Ülkemizin gündeminde Anayasa değişikliği tartışması vardır.

Türkiye’de, Anayasa’da zaman zaman değişiklik yapılması gerekebilir. Nitekim 2001 yılından bu yana bir çok değişiklik yapılmıştır. Bir çok kurum Anayasa değişiklikler teklif etmiştir. Bunlar arasında TÜSİAD da bulunmaktadır. TÜSİAD’ın Haziran ayında yayınladığı “Güçlü Demokrasi, Güçlü Sosyal Yapı, Güçlü Ekonomi” başlıklı raporda da bu konuda öneriler vardır. Bu raporda da belirtildiği gibi hedef, Türkiye’de mevzuatın evrensel demokrasi ölçütlerine yakınlaştırılmasıdır. Bu bakımdan 1982 Anayasası’nın çağın gereklerine göre gözden geçirilmesi gereklidir. Ancak, herkesin söylediği gibi, Anayasa bir toplumsal sözleşmedir. Her vatandaşı bağlayan bir Cumhuriyet sözleşmesidir. Toplumsal sözleşme metni olması gereken Anayasa, toplumsal tartışma ve ayrışma metnine dönüşmemelidir.

Türkiye’de Anayasalar’ın kalıcı olmamalarının üç sebebi vardır. Birincisi genellikle Tepki Anayasası olmalarıdır. İkincisi, Hükümetlere güvenilmediği için çok ayrıntılı yazılmış olmalarıdır. Üçüncüsü ise vatandaşın Anayasa ile bir ilgisinin olmamasıdır. Vatandaş toplumsal sözleşmeyi ya okumadan imzalar veya Meclis değiştirir, vatandaşın haberi olmaz.

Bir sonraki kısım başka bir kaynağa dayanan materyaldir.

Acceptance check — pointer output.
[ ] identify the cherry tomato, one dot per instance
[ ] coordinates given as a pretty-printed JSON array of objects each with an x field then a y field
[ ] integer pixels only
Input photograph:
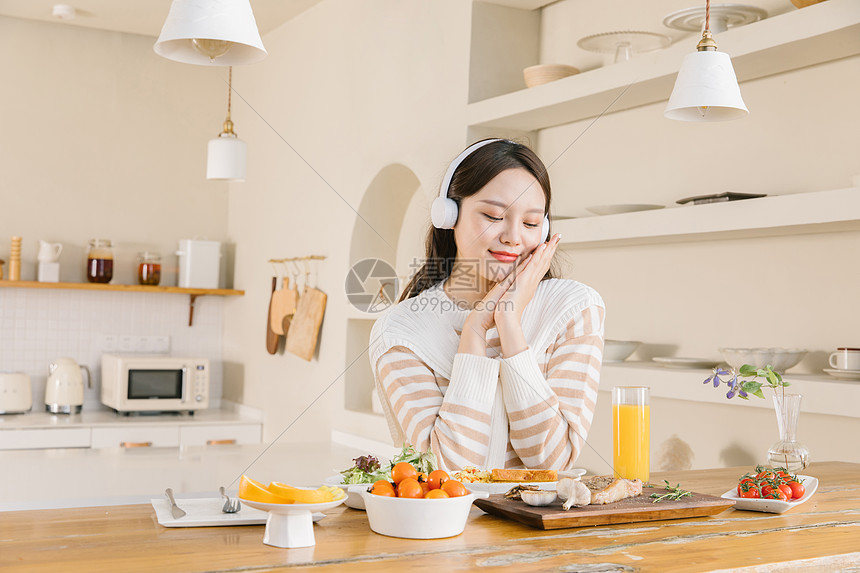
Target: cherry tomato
[
  {"x": 402, "y": 471},
  {"x": 751, "y": 493},
  {"x": 409, "y": 487},
  {"x": 797, "y": 490},
  {"x": 437, "y": 478},
  {"x": 454, "y": 488}
]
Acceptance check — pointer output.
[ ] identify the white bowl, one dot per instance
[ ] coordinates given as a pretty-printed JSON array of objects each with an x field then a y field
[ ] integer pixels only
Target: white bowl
[
  {"x": 417, "y": 518},
  {"x": 780, "y": 359},
  {"x": 353, "y": 499},
  {"x": 618, "y": 350}
]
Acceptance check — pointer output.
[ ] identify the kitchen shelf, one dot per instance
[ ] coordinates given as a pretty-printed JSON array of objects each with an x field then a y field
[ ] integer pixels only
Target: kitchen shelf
[
  {"x": 192, "y": 292},
  {"x": 822, "y": 394},
  {"x": 813, "y": 35},
  {"x": 820, "y": 211}
]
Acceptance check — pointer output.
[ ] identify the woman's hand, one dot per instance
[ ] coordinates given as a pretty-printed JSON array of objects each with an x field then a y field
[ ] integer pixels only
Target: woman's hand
[{"x": 509, "y": 310}]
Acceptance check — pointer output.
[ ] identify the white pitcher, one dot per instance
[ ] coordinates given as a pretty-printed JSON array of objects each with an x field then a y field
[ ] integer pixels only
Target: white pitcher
[{"x": 49, "y": 252}]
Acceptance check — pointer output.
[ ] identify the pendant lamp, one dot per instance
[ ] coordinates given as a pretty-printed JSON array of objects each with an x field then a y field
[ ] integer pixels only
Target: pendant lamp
[
  {"x": 211, "y": 33},
  {"x": 227, "y": 159},
  {"x": 706, "y": 88}
]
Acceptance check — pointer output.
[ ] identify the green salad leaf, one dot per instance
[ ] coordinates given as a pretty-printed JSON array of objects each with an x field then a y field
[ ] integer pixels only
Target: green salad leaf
[
  {"x": 368, "y": 469},
  {"x": 422, "y": 461}
]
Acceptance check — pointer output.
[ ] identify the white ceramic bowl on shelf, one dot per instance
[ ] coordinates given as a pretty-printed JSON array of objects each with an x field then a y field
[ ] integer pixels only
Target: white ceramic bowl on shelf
[
  {"x": 780, "y": 359},
  {"x": 546, "y": 73},
  {"x": 417, "y": 518},
  {"x": 618, "y": 350}
]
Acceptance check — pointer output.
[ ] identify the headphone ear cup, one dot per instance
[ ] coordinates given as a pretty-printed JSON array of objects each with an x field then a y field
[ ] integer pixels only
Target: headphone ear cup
[{"x": 443, "y": 213}]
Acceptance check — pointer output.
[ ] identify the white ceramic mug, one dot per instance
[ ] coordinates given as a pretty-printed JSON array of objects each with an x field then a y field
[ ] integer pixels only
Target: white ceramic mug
[
  {"x": 49, "y": 252},
  {"x": 845, "y": 359}
]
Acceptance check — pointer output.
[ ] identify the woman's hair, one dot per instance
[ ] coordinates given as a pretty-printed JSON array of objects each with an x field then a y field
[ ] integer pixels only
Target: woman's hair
[{"x": 470, "y": 177}]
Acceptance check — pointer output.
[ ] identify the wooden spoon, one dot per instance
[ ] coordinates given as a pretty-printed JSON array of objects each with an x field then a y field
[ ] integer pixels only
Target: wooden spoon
[{"x": 272, "y": 338}]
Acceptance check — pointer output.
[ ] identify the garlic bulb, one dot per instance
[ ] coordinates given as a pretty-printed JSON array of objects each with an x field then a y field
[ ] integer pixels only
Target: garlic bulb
[
  {"x": 573, "y": 493},
  {"x": 538, "y": 498}
]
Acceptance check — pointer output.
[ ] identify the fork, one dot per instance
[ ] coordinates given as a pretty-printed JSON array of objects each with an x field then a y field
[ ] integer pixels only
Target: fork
[{"x": 230, "y": 505}]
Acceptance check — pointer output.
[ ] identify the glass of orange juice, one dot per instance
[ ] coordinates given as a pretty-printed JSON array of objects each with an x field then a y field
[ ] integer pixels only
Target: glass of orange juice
[{"x": 631, "y": 421}]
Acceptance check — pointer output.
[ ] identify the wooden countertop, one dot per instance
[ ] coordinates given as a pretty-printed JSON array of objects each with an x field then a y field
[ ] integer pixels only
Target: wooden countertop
[{"x": 825, "y": 531}]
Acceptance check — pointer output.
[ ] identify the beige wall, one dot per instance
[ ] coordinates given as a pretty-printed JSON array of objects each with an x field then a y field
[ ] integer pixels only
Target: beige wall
[
  {"x": 103, "y": 138},
  {"x": 352, "y": 88},
  {"x": 387, "y": 84},
  {"x": 690, "y": 298}
]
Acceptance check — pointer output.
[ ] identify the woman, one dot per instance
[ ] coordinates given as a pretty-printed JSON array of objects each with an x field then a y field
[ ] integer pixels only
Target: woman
[{"x": 487, "y": 358}]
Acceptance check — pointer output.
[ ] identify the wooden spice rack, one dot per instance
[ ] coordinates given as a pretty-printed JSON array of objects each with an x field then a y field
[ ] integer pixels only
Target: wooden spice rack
[{"x": 192, "y": 292}]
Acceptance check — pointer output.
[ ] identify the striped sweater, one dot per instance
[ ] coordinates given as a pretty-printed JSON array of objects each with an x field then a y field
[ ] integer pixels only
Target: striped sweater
[{"x": 531, "y": 410}]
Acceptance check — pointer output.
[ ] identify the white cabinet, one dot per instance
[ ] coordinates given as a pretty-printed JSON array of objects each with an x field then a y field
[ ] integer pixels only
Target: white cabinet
[
  {"x": 154, "y": 436},
  {"x": 219, "y": 434},
  {"x": 42, "y": 438},
  {"x": 107, "y": 430}
]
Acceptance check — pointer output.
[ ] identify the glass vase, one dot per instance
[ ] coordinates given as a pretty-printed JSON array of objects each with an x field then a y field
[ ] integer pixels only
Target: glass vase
[{"x": 788, "y": 452}]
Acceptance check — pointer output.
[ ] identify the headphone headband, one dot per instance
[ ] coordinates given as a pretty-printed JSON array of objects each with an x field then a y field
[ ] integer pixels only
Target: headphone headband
[{"x": 446, "y": 182}]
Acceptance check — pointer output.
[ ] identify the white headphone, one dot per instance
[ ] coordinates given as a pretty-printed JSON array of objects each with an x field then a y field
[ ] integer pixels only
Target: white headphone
[{"x": 444, "y": 210}]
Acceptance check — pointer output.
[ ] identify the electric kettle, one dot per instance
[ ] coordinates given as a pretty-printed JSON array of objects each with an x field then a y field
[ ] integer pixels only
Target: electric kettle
[{"x": 64, "y": 391}]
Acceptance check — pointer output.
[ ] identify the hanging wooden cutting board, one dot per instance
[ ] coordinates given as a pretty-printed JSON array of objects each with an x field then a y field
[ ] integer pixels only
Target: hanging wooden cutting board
[
  {"x": 272, "y": 338},
  {"x": 284, "y": 303},
  {"x": 633, "y": 509},
  {"x": 305, "y": 326}
]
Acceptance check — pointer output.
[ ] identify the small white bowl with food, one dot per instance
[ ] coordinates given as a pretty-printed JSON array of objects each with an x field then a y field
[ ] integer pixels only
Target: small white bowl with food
[{"x": 417, "y": 518}]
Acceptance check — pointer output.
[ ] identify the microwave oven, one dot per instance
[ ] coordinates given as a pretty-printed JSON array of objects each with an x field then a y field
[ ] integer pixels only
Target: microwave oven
[{"x": 140, "y": 383}]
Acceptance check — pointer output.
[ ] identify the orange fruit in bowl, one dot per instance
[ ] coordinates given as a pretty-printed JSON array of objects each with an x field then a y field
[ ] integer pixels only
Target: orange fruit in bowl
[
  {"x": 454, "y": 488},
  {"x": 383, "y": 490},
  {"x": 255, "y": 491},
  {"x": 437, "y": 478},
  {"x": 410, "y": 487},
  {"x": 402, "y": 471}
]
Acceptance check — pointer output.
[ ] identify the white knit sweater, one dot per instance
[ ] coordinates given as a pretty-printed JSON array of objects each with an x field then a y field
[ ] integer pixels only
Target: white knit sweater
[{"x": 532, "y": 410}]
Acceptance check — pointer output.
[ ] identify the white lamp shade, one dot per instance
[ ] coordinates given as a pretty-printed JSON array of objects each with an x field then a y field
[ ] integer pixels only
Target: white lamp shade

Bu şekilde olunca da, biz de olduğu gibi her 10-20 yılda yeni değişiklik gündeme gelir. Ümit ederiz ki, bu kez geçmişten ders alınır ve her aşamada doğru bir yöntem izlenir.

Demokrasinin fikir babalarından Rousseau, 250 yıl önce demiş ki, bir toplum eşitlik, özgürlük ve adalet üzerinde ayakta durur, bunun için de toplumsal uzlaşma gereklidir. Anayasa işte bu uzlaşmanın-bu sözleşmenin metnidir.

Ancak sadece Anayasa değişikliği tek başına yeterli değildir. Aynı zamanda, Anayasa’yı uygulayacak olanlarda, siyasette, bürokraside, yargıda ve onlar üzerinde etkili kesimlerde bir zihniyet değişimi de gerekir.

2600 sene önce Konfüçyüs Yasası şöyle diyor: “Sözcüklere aynı anlamı yüklemeyen toplumlarda anlaşmazlık, kargaşa vardır”.

Eğer toplum, laiklik ilkesinin ne olduğu konusunda bir uzlaşmaya varmıyor ise, bunu Anayasa’ya yazmak yeterli çözüm değildir. Aynı şekilde demokrasi, vatandaşlık hakkı, çağdaş devlet, çağdaş eğitim, çağdaş pazar ekonomisi kavramlarında da bir uzlaşma gerekir ki, Anayasa istenen faydayı sağlasın.

Değerli Konuklar,

Kapsamlı bir Anayasa değişikliği aceleye getirilmemelidir. Şu anda vatandaşın öncelik sırasında Anayasa’nın ilk madde olduğunu da kimse söyleyemez. Bu nedenle bu süreçte geniş bir tartışma dönemi olmalıdır. Bir Anayasa metni üzerinde toplumun her kesimi tartışmalı, öneri ve itirazlarını sunmalıdır.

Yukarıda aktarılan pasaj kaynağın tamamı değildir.